Others say that the balloon was 23 metres high and 14 metres wide. Calculate the temperature of the air in the balloon (in degrees Celsius) for this situation as well. (Assume the balloon to be spherical, and then elongated by a factor 23/14 in height).

V=2360.38

Rho=1.24686
m=780
T of atm=283

m=rho*v*(1-T of atm/T of hotair)
Substituting the values we get T of hotair as 385k=112°c

112 celsius

Excuse me, where or how did you get the value "m"? I Don't get it

the volume of an ellipsoid with semi-axes a,b,c is 4/3 pi*abc

Your semi-axes are just 23/2, 7 and 7.

Plug and chug.

Montgolfier II

0/1 point (graded)
Others say that the balloon was 23 metres high and 14 metres wide. Calculate the temperature of the air in the balloon (in degrees Celsius) for this situation as well. (Assume the balloon to be spherical, and then elongated by a factor 23/14 in height).

1
不正确 112

Explanation

In this case the volume of the balloon (which is a sphere with a radius of 7 metres and then elongated by a factor 23/14 in length) is:

This gives again

Using this ratio and T = 283.15 K, we find , so

Well, it seems like our balloon has gone on quite the growth spurt! Let's see if we can figure out the temperature of the air inside this spherical-turned-elongated balloon.

First, we need to calculate the original volume of the spherical balloon. We can do this using the formula for the volume of a sphere: V = (4/3)πr^3.

Given that the balloon's height is 23 meters and the width (which we'll call the radius) is 14 meters, we can find the radius by dividing the width by 2: r = 14/2 = 7 meters.

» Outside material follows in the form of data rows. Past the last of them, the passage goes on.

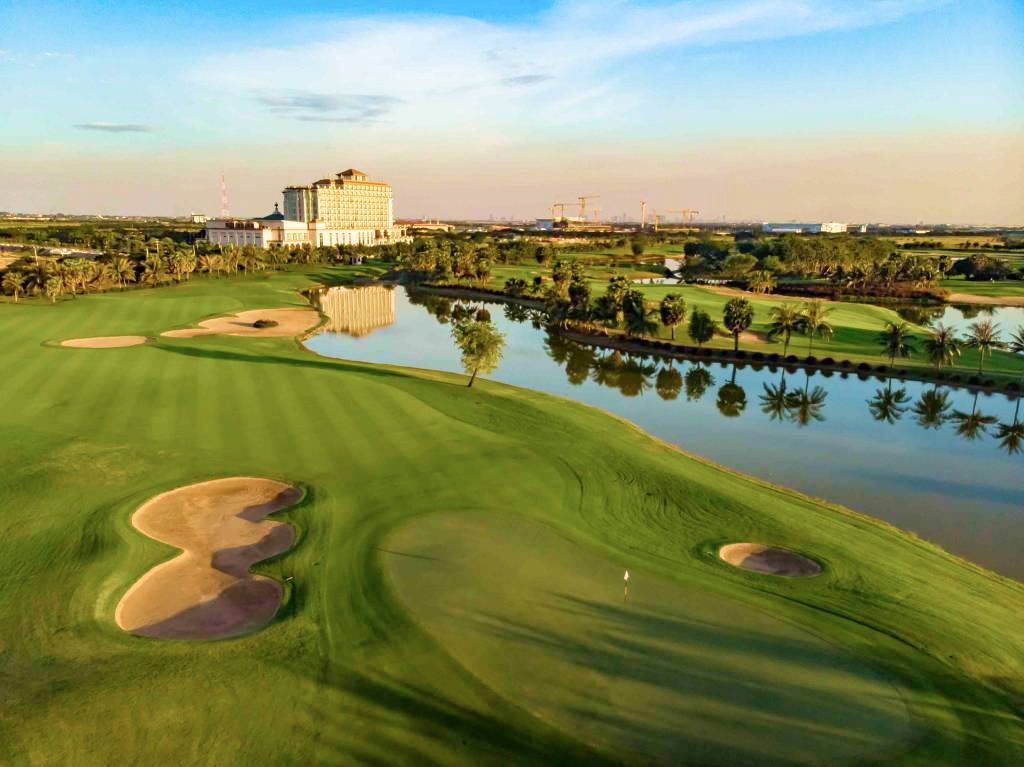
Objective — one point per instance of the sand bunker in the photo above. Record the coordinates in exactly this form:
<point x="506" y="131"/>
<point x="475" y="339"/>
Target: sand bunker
<point x="769" y="559"/>
<point x="289" y="323"/>
<point x="207" y="592"/>
<point x="104" y="342"/>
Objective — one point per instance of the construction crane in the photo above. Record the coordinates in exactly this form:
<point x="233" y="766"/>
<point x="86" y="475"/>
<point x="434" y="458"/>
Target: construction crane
<point x="686" y="214"/>
<point x="561" y="209"/>
<point x="583" y="205"/>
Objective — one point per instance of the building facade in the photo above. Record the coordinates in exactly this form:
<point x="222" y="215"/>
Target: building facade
<point x="346" y="210"/>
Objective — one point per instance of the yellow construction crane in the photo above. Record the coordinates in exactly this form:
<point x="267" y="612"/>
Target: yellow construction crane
<point x="686" y="214"/>
<point x="583" y="205"/>
<point x="561" y="209"/>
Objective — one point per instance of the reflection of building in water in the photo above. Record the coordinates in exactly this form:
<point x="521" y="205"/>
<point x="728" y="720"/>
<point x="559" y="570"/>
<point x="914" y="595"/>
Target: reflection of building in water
<point x="357" y="310"/>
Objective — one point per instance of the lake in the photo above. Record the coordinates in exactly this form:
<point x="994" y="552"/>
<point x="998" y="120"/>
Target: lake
<point x="941" y="462"/>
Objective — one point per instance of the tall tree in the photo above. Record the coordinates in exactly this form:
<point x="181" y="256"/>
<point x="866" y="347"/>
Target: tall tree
<point x="701" y="328"/>
<point x="13" y="283"/>
<point x="984" y="336"/>
<point x="673" y="311"/>
<point x="737" y="315"/>
<point x="639" y="320"/>
<point x="784" y="321"/>
<point x="480" y="344"/>
<point x="761" y="281"/>
<point x="815" y="323"/>
<point x="942" y="347"/>
<point x="897" y="341"/>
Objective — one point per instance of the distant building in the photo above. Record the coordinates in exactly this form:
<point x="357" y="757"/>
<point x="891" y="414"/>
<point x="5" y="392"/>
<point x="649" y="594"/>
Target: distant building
<point x="417" y="223"/>
<point x="828" y="227"/>
<point x="346" y="210"/>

Now we can calculate the original volume: V = (4/3)π(7^3) = (4/3)π(343) ≈ 1436.755 meters cubed.

Since the balloon was then elongated by a factor of 23/14 in height, we can find the new height by multiplying the original height (23 meters) by the elongation factor: new height = 23 * (23/14) = 37.571 meters.

To calculate the new volume of the elongated balloon, we multiply the original volume by the elongation factor:
new volume = 1436.755 * (23/14) ≈ 2355.26 meters cubed.

So now we have the new volume, but we still need to figure out the temperature of the air inside the balloon. Unfortunately, without any more information, it's impossible to determine the temperature.

But hey, we got to witness a balloon's incredible transformation from spherical to elongated! That's worth a chuckle or two, right?

To calculate the temperature of the air in the balloon, we need to use the ideal gas law equation:

PV = nRT

Where:
P = Pressure of the gas
V = Volume of the gas
n = Number of moles of gas
R = Ideal gas constant
T = Temperature in Kelvin

Since we know the dimensions of the balloon (height and width), we can find its volume. However, we need the pressure and the number of moles of gas to calculate the temperature.

To find the pressure, we need additional information such as the mass of the gas or the pressure inside the balloon. Without this information, we cannot calculate the temperature accurately.

If you have the pressure or mass of the gas, please provide that information so that I can help you calculate the temperature of the air in the balloon.